Я повернула голову. Дверь, похоже, уже давно была открыта, а я и не услышала. Ну да, это он. Алдан, носящий гордое имя соседской собаки, лохматого такого сторожевого пса неопределенной породы. Пожалуй, своим именем он у меня даже вызывал некоторую ностальгию. Как выйдет, бывало, сосед вечером да как заорет: «Алдан, домой, сучий пес!» У нашего дома были еще целые заросли айвелл, таких мелких кустов с лиловыми цветами, где пес обожал рыться, что-то вечно вынюхивать и раскапывать. Сквозь ставни на закате всегда заглядывали лучи, оставляя косые полоски на противоположных стенах, и пахло разогретой на солнце за день древесиной. В такое время никуда не хочется торопиться, хочется свернуться в клубок и дрыхнуть, как кошка, в этом тепле, и нет лучше места, чем… уже теперь точно нет. Да, жаль, дом мы продали. И теперь кто-то другой дрыхнет на моем любимом крыльце.
Краснеть, возмущаться, брызгать слюной эльф не собирался, не мелочный он и не истеричный, хотя если ему лет пятьдесят или хотя бы сорок, то он таким быть и не может. С чего ему реагировать на слова какой-то глупой человечки, которую он за грязь считает; чтобы его оскорбить, наверное, и трактат ругательств написать мало. А вот плюнуть на его любимый цветок, его белоснежный платочек испачкать, книжку любимую – вот тогда да, он оскорбится. Поэтому извиняться я не стала. К тому же зачем извиняться за свое личное мнение, я же не именно его оскорбляла, а, если подумать, вообще всю эльфийскую расу. Н-да… неловко вышло. Феолески наслаждалась общей неловкостью, как кот, нанюхавшийся валерьянки. Я вздохнула и потерла переносицу. Потом наконец заметила за спиной эльфа Ильдара и ухватилась за шанс сменить тему:
– Привет, Иль. Давно стоишь?
– Давно, – ответил почему-то снова эльф. – Приятно слышать отличное от обычного мнение, но не думаю, что ты ему следуешь на самом деле. Риалис, я так и думал, что вы подружитесь. Тайнери, ты, как я понимаю, с нами.
Это даже был не вопрос, а скорее задумчивое замечание вслух. Пожалуй, с самого начала я знала, что соглашусь. И они знали. Да все знали, что деваться мне некуда.
– И сколько нас? – спросила я.
– Четверо. Считать не умеешь?! – гаркнула Феолески.

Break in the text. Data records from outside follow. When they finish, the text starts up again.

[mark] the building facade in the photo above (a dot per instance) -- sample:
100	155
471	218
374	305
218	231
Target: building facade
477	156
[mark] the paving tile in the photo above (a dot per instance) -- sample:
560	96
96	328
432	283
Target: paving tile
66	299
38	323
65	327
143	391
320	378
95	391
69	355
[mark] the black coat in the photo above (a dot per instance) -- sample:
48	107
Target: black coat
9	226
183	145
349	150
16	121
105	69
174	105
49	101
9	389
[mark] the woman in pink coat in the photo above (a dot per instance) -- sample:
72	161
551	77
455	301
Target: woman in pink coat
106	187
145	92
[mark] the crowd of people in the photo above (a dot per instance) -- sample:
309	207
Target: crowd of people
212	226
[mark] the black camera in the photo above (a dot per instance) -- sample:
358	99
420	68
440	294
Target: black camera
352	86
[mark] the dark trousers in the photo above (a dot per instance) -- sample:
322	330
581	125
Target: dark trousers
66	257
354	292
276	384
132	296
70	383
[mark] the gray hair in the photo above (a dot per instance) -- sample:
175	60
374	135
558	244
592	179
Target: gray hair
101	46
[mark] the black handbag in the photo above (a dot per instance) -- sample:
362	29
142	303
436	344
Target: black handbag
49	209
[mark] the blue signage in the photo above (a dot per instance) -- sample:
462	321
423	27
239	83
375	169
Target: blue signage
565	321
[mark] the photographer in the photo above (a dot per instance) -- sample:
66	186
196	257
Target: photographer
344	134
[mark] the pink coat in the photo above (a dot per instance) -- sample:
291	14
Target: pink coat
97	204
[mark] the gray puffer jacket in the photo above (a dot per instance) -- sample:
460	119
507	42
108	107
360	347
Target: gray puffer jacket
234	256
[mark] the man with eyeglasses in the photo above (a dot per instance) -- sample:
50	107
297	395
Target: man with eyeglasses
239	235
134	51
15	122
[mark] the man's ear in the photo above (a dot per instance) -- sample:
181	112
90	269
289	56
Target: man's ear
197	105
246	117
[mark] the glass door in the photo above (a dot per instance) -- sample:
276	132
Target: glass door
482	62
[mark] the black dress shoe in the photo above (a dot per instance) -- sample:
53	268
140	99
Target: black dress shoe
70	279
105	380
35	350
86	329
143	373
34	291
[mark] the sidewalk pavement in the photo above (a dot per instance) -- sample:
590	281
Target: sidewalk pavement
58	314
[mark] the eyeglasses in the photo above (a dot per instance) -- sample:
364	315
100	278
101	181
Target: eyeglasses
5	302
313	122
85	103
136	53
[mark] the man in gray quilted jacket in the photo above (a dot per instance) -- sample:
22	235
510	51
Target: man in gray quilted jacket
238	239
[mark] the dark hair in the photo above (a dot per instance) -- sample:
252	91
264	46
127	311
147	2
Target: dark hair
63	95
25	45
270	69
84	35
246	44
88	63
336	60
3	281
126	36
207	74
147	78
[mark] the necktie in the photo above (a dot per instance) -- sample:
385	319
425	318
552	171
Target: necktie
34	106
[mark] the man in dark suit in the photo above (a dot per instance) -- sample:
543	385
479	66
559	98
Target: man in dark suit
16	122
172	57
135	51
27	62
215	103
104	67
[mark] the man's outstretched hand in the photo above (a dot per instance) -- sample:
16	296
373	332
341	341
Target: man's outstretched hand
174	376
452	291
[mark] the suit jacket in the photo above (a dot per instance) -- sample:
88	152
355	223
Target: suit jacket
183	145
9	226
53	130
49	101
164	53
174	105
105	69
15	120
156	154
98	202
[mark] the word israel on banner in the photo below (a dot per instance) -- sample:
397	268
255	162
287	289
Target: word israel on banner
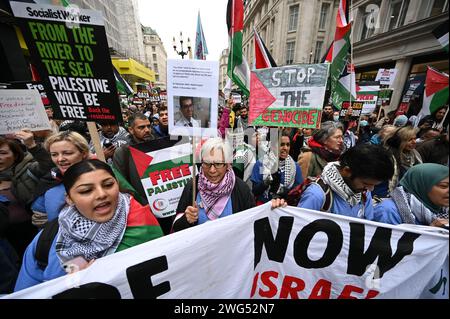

Я поймала себя на том, что уже почти привыкла к тому, что она не умеет говорить тихо.
– Считая меня? – Кивок. – Считая меня?!
Поня-а-атно. Мировая задница продолжает свое торжественное шествие. Всего четверо, чтобы попытаться поработить демона? Робкий некромант, драконолог, который вообще при заклинаниях почти бесполезен, и два боевых мага, которые ни шхэна не понимают в любых ритуалах. Ладно, четверо идиотов, готовых рискнуть, нашлось. Но остался один важный вопрос. Кто демона-то вызывать будет? И как?
– Тебе мало, летунчик? – дружелюбно подтолкнула меня в бок Риалис и чуть не сбила с кровати, удар у нее мужской и хорошо поставленный. Великие боги, подумалось мне, я не знаю, но может, знаете вы, какого шхэна меня вечно несет в такие странные компании.
– Вначале говорите, зачем вам нужен демон. Потом получите кровь.
– Да, Алли нас предупредил. Подозрительная ты, людям надо доверять больше, как я, – хохотнула магичка. – Я ж ничего не скрываю. Ну мне, во-первых, – она начала загибать пальцы, – нужно господство над миром. Во-вторых, все меня бояться будут, я буду ходить и рассказывать, как я демона вызвала. Авторитет повышать!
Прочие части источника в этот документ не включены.